Car il est vrai que, dès son adolescence, son patriotisme afficha un inconditionnel attachement à tous les symboles de la Belgique, n’hésitant pas à faire le coup de poing contre les flamingants qui les conspuaient à l’université. C’est ainsi qu’il rend compte, dans L’Avant-Garde du 24 novembre 1927 des incidents ayant émaillé un meeting patriotique organisé par la Fédération Belge des Etudiants Catholiques et perturbé par « la canaille moscoutaire […] envoyée par les salonnards rouges de Bruxelles ». Et Léon Degrelle d’observer que « le malheur est que des flamingants ont eu le triste courage de se mêler à ces individus nauséabonds : cette alliance ne leur fait pas honneur », avant de conclure : « Qu'importent, après tout, les coups les insultes, les blessures, puisque le but principal fut atteint: montrer que la jeunesse catholique universitaire veut servir la Patrie envers et contre tous. Et qu'elle est prête à tous les sacrifices que peut réclamer la défense du Pays qu'elle aime et qu'elle veut libre, puissant et fier ! »


C
e patriotisme intransigeant saura rapidement se nuancer de l’indispensable respect des aspirations culturelles et politiques des Flamands que Léon Degrelle ne manqua pas de fréquenter et de vouloir comprendre. C’est ainsi qu’en 1929, toujours étudiant, il publia, aux éditions de sa revue louvaniste, "Les Flamingants" qui, malgré la conviction réaffirmée que la question linguistique pouvait et devait se résoudre dans le cadre d’une Belgique unie, résonna déjà comme un coup de tonnerre dans le ciel politique belgicain.



La recherche honnête d’une véritable solution à la question flamande s’est également manifestée par la publication dans L’Avant-Garde de la Confession d’un Flamingant, par un jeune Flamand, étudiant en droit… Alfons Vranckx !

Alfons Vranckx (1907-1979) connaîtra son heure de gloire après la guerre en tant que ministre de l’Intérieur, ministre de la Justice et ministre d’Etat. Car ce « flamingant » allait rapidement virer sa cuti nationaliste pour aller brouter une herbe autrement roborative, celle du parti socialiste. Sa figure de proue, à l’époque, était certes Henri De Man, le théoricien prophétique du Plan du Travail
mais Vranckx, député depuis 1936, nommé bourgmestre de sa commune de la banlieue louvaniste après la capitulation de 1940, eut le sage opportunisme de ne pas trop manifester alors de soutien à son chef de file qui avait osé constater : « Pour les classes laborieuses et pour le socialisme, cet effondrement d’un monde décrépit, loin d’être un désastre, est une délivrance »…

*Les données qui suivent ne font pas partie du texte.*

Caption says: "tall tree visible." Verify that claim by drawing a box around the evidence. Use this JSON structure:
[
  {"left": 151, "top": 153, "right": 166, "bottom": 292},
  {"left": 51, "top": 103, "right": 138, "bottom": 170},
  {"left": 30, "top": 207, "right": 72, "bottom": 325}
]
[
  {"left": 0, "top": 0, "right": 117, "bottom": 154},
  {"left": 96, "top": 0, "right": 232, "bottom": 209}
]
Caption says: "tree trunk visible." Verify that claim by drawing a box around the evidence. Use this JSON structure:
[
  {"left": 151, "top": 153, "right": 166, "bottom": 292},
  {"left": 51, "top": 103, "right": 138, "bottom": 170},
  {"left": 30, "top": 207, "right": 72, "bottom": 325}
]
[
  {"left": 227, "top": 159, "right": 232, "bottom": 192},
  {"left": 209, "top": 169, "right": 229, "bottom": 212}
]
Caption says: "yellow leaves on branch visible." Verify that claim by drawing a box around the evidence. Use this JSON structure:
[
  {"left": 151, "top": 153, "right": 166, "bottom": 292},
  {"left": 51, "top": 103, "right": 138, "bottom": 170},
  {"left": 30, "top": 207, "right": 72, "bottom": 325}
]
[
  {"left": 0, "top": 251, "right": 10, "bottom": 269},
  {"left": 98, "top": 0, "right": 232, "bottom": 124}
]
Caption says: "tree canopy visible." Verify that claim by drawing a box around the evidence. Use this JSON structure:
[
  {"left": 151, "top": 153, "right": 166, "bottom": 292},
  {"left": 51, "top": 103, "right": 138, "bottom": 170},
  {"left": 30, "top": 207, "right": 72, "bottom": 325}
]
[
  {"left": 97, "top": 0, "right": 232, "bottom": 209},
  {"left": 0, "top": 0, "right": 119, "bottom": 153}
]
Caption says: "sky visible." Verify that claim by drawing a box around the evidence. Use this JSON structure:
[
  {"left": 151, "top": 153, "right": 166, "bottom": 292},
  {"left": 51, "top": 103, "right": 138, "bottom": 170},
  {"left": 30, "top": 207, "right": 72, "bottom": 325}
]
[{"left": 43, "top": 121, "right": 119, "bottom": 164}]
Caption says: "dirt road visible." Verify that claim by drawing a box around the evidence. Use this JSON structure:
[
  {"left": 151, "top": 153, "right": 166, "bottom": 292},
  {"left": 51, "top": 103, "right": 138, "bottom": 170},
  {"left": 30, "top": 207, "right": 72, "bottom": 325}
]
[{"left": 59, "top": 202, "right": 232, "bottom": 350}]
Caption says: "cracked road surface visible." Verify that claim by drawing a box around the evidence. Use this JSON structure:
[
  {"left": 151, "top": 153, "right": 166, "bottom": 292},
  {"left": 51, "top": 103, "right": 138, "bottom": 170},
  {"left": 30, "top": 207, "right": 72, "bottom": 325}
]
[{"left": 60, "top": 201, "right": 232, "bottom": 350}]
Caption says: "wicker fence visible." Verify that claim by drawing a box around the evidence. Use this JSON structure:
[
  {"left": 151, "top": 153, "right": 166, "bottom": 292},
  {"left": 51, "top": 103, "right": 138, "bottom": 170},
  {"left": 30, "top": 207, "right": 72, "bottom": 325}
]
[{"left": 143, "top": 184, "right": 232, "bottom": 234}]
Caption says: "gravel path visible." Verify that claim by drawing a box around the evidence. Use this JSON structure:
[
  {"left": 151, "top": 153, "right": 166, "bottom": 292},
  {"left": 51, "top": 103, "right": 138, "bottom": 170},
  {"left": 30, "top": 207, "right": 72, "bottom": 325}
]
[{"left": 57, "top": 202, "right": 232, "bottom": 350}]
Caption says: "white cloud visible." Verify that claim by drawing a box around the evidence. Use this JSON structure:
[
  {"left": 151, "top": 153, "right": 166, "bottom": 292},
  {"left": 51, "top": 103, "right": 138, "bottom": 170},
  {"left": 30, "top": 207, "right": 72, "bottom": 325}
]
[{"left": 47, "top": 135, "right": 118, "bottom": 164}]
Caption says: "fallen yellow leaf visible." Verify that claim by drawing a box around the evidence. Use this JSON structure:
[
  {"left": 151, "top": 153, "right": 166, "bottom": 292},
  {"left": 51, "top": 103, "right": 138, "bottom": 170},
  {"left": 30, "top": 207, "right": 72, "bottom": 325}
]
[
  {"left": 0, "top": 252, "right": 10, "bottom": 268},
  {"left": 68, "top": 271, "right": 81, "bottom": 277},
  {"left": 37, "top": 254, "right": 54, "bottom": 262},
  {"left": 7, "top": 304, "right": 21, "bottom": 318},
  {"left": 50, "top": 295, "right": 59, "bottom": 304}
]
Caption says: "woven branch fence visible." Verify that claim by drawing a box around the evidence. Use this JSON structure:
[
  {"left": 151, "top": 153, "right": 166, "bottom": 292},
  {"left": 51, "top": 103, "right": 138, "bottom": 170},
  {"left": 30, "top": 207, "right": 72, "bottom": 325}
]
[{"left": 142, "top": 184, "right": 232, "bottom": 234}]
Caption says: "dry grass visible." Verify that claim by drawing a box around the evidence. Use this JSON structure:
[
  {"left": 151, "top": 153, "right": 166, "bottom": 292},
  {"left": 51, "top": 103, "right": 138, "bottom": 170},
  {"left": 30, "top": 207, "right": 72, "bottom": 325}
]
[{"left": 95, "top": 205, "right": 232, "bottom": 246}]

Rien à voir avec l’évolution du sentiment national de Léon Degrelle, qui le poussa, en pleine ascension victorieuse de Rex, à signer, le 5 octobre 1936, un premier et historique accord politique avec les nationalistes flamands du Vlaams Nationaal Verbond (VNV), puis, le 10 mai 1941, à signer un nouvel accord, toujours avec le VNV, afin d’organiser le pays en temps de guerre.

Ces accords –visionnaires puisqu’ils préfiguraient, en mieux, l’organisation fédérale de la Belgique des années 70, cadenassée par des « lois linguistiques » exacerbant les rancœurs– eussent pu empêcher la lente déliquescence de l’Etat belge, en ce qu’ils ne réduisaient pas le nationalisme à sa seule dimension linguistique, mais l’appuyaient sur l’histoire commune des populations thioises et romanes, héritières des Dix-Sept Provinces que Joris Van Severen rêva de ressusciter en Dietschland et que, sous le nom de Bourgogne, Léon Degrelle parvint à faire admettre au sein du Troisième Reich.


***

Les Flamingants.



A la mémoire d’Yves De Haene, étudiant de notre université catholique, abattu, à coups de matraque, en pleine ville de Louvain, décédé à la suite de ses blessures le 30 novembre 1927. Innocente victimes de nos luttes fratricides.
- Léon Degrelle


Lettre-préface de Mgr. Picard

Mon cher ami,

Vous avez bien raison, en écrivant votre dissertation sur la question flamande, de craindre les critiques et les invectives. Je les ai vues, en vous lisant, venir de toutes parts, comme une grêle de traits.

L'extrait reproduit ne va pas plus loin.